Those familiar with VertNet are well aware of the importance of museums and museum data for research. Perhaps less immediately apparent is the vital role that museum collections can play in undergraduate education. Even a quick glance at a few specimens is typically enough to generate numerous student questions regarding the nature of museum collections and the reasons for the vast organismal diversity captured by museum specimens. Now, with specimen data increasingly available online, the power of natural history collections to excite and to inform students extends to institutions that lack physical specimens.
To further the use of natural history collections in undergraduate education, curators from the Museum of Southwestern Biology (University of New Mexico), the Museum of Vertebrate Zoology (UC Berkeley), the Museum of the North (University of Alaska), and the Museum of Comparative Zoology (Harvard University) have teamed up to create AIM-UP!, an NSF-sponsored network of museum scientists, collection specialists, undergraduate instructors, and artists dedicated to using museum data to promote undergraduate understanding of science.
In particular, AIM-UP! encourages undergraduate educators and students to explore the treasure trove of information available through natural history collections and their associated databases and data linkages. To facilitate this goal, the AIM-UP! network is working to develop new ways of incorporating the extensive archives and cyberinfrastructure of natural history museums into undergraduate education. These efforts focus on the following five themes:
- Integrative Inventories and Coevolving Communities: Exploring Complex Biotic Associations Across Space and Time
- Decoding Diversity: Making Sense of Geographic Variation
- Generating Genotypes: Evolutionary Dynamics of Genomes
- Fast Forward: Biotic Response to Climate Change
- Coevolving Communities and the Human Dimension
AIM-UP! rationale: Many natural history museums associated with academic institutions engage students in learning through specimen-based field projects and training opportunities related to the curatorial process. These experiences are often transformative, as witnessed by the large number of influential environmental and evolutionary biologists who cite their early exposure to natural history collections as pivotal to their career path. Such experiences, however, are necessarily limited to students at institutions with collections and, even then, the percentage of students who take advantage of such opportunities is often small.
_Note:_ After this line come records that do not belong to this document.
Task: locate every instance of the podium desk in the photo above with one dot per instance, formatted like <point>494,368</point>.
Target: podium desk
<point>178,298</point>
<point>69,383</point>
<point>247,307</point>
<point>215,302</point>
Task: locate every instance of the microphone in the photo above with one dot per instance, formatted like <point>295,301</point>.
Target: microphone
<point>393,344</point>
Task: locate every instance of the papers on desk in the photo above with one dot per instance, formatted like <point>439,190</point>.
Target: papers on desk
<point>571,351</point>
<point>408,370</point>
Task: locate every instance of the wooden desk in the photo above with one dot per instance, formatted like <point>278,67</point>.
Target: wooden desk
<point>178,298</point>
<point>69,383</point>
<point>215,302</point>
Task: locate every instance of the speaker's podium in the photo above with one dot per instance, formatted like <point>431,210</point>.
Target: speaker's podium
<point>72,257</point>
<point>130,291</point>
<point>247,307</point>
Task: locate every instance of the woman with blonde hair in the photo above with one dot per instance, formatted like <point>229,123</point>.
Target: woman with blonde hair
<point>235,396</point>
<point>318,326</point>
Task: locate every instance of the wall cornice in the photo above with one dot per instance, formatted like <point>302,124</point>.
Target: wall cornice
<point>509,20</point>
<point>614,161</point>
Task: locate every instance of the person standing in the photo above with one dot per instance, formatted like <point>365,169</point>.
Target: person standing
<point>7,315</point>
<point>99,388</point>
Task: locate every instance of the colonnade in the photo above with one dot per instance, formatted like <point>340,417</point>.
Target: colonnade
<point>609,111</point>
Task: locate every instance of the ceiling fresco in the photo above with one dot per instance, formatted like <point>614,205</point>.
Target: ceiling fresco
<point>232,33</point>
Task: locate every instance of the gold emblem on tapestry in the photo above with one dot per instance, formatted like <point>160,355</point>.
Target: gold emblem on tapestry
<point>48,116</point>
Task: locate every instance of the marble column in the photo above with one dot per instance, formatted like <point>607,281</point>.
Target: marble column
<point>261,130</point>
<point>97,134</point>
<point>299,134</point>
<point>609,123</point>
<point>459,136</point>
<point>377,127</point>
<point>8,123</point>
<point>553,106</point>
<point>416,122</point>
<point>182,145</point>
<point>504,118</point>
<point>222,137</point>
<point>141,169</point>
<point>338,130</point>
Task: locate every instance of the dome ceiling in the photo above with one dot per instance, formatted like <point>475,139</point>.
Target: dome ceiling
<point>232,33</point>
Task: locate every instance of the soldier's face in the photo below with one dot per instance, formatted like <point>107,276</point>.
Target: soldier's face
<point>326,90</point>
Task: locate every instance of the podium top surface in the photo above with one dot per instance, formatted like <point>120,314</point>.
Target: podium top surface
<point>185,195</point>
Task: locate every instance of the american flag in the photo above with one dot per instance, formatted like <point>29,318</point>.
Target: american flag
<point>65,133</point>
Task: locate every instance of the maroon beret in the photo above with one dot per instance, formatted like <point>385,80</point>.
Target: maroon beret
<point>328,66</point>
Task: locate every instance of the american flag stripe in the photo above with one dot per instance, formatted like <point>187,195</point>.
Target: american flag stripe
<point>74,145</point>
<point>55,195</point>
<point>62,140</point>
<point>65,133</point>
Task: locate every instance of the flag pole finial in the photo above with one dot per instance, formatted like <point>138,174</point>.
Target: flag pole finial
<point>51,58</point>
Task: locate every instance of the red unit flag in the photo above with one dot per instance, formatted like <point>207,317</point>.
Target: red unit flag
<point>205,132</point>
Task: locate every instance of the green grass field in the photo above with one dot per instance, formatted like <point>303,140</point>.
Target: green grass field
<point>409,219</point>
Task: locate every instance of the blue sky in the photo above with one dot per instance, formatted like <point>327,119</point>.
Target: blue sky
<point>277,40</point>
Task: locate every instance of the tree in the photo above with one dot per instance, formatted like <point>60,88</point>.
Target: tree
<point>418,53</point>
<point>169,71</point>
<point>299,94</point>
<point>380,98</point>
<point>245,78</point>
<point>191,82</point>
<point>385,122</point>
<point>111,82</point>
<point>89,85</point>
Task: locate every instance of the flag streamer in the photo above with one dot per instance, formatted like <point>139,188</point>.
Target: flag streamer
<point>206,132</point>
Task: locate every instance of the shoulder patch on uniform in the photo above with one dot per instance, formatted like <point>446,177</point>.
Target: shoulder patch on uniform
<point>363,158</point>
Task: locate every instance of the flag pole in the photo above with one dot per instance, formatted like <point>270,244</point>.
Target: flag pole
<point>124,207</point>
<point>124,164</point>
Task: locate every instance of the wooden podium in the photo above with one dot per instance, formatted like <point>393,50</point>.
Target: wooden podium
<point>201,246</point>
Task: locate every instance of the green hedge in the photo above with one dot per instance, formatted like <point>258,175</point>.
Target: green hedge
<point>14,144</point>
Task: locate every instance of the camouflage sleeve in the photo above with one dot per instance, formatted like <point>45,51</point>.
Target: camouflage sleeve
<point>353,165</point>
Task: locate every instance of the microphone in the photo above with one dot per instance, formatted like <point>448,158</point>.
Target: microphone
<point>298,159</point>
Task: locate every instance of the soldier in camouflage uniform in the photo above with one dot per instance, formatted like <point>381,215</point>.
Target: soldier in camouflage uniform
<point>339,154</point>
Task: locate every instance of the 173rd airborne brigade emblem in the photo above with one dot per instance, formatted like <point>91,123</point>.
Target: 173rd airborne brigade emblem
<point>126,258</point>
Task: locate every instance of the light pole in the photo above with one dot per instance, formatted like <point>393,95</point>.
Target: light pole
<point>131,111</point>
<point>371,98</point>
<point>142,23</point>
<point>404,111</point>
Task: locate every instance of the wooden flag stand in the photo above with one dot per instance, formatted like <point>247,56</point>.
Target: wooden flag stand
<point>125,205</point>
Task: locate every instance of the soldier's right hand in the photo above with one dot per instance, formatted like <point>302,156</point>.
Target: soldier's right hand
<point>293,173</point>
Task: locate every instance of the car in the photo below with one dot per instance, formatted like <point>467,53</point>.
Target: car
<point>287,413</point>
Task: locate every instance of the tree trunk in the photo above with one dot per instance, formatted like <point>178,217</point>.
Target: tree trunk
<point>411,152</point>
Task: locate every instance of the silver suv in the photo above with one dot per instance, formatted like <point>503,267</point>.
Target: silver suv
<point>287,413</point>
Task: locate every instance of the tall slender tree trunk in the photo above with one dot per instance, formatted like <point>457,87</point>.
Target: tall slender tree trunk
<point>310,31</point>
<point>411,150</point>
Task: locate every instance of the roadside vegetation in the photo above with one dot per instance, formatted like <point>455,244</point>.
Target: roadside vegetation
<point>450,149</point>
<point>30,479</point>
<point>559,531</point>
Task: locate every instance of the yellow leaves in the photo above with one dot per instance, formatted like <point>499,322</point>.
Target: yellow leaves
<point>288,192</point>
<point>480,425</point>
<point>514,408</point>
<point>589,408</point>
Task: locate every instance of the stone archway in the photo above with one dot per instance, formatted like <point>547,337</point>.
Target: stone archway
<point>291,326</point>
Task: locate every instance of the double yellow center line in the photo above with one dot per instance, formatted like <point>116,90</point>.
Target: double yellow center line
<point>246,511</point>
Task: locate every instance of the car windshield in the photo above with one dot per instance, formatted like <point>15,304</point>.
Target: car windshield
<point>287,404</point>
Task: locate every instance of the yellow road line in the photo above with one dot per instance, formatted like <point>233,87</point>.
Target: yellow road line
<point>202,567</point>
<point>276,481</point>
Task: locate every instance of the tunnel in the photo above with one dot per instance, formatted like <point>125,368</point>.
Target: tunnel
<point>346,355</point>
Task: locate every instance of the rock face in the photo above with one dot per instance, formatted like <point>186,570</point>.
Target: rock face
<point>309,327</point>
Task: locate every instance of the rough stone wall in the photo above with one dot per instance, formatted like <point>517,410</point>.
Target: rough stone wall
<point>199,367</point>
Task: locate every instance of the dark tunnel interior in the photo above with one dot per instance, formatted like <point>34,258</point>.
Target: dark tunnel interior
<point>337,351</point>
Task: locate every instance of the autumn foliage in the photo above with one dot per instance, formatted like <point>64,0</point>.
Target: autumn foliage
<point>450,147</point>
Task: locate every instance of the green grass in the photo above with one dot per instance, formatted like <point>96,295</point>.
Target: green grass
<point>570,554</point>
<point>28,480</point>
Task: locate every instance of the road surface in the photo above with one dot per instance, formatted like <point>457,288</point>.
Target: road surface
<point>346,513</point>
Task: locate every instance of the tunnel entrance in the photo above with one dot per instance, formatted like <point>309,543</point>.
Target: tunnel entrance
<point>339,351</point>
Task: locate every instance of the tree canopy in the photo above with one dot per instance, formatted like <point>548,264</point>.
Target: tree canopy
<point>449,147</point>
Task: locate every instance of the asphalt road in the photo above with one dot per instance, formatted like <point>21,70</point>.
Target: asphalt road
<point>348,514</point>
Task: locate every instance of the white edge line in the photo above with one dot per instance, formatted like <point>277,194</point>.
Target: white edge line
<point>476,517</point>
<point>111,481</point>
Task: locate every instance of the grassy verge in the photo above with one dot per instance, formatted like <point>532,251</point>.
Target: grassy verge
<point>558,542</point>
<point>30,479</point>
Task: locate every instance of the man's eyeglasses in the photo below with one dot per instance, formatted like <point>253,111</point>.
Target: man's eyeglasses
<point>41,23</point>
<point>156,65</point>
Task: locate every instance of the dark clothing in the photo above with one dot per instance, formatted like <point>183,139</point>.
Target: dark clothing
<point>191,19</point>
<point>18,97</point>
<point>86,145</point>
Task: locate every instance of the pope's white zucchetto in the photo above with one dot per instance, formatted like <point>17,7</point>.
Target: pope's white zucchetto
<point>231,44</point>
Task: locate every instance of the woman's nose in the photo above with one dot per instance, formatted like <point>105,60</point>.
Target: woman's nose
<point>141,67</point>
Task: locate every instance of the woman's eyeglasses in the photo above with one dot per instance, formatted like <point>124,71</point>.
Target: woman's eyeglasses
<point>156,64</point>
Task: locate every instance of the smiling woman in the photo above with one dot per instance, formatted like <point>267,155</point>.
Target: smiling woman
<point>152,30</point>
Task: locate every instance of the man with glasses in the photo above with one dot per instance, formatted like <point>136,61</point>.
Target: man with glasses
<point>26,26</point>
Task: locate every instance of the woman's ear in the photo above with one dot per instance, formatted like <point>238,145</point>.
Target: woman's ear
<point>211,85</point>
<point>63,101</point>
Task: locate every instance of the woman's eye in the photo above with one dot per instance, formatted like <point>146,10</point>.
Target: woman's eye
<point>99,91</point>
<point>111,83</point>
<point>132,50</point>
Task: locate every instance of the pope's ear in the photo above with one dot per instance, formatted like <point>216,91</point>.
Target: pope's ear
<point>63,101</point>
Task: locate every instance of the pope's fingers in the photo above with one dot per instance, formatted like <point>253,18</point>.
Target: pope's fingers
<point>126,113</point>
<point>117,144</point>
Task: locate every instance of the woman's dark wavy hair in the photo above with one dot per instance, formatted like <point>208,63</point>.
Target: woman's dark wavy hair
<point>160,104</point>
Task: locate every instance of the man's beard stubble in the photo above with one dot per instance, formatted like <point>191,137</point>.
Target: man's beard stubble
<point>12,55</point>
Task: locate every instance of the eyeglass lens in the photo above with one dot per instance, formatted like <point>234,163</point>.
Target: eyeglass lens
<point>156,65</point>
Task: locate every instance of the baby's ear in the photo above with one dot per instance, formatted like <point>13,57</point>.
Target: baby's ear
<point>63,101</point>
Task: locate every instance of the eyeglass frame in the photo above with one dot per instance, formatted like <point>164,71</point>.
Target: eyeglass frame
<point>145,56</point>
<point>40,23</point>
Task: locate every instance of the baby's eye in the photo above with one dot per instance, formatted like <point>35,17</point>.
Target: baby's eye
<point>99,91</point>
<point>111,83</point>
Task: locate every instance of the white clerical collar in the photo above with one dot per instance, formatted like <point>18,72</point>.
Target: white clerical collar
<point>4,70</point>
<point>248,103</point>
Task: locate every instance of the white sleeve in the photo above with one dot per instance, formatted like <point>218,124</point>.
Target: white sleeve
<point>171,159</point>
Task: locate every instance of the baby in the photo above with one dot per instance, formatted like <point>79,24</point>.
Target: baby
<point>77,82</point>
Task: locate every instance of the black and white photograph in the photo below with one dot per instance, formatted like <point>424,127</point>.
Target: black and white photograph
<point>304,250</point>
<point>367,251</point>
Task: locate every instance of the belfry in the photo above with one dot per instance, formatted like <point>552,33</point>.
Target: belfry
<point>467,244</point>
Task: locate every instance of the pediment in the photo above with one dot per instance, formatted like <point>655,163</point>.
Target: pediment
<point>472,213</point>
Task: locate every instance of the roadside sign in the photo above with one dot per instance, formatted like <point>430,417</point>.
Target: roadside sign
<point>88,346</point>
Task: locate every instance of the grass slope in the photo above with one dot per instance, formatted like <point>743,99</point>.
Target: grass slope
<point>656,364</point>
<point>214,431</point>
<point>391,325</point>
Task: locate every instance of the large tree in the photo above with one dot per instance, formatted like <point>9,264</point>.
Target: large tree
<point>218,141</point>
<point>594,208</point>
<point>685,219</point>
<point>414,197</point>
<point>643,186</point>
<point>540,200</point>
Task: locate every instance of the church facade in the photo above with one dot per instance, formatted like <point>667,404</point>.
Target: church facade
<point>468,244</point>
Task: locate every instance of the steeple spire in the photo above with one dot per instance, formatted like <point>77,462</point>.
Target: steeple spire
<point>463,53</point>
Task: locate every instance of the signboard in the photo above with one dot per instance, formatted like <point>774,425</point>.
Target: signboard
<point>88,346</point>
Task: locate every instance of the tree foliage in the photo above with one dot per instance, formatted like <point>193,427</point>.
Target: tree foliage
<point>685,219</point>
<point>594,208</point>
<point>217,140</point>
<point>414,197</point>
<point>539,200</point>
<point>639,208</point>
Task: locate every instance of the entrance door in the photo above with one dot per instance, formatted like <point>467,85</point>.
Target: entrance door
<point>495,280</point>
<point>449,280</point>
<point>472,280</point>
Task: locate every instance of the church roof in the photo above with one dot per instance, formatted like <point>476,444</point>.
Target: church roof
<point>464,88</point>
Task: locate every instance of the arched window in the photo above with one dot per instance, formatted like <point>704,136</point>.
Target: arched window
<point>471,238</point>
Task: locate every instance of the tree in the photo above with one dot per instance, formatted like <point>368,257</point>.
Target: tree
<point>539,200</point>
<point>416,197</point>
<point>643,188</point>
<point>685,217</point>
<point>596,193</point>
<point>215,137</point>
How do we extend these formative experiences to reach a broader swath of the next generation of scientists?
By digitizing specimens, it has now become possible for anyone with access to the Internet to explore the vast reservoirs of information held in collections. What can students and instructors do with all the newly available data, images, recordings and other associated information? Can we encourage educators to use these increasingly comprehensive natural history databases to engage students in inquiry-based projects and activities? Will educational use of these databases stimulate greater public interest in our natural surroundings and in the dwindling wild places on earth? In short, how do we begin to incorporate the vast online digital databases now available into critically needed educational initiatives?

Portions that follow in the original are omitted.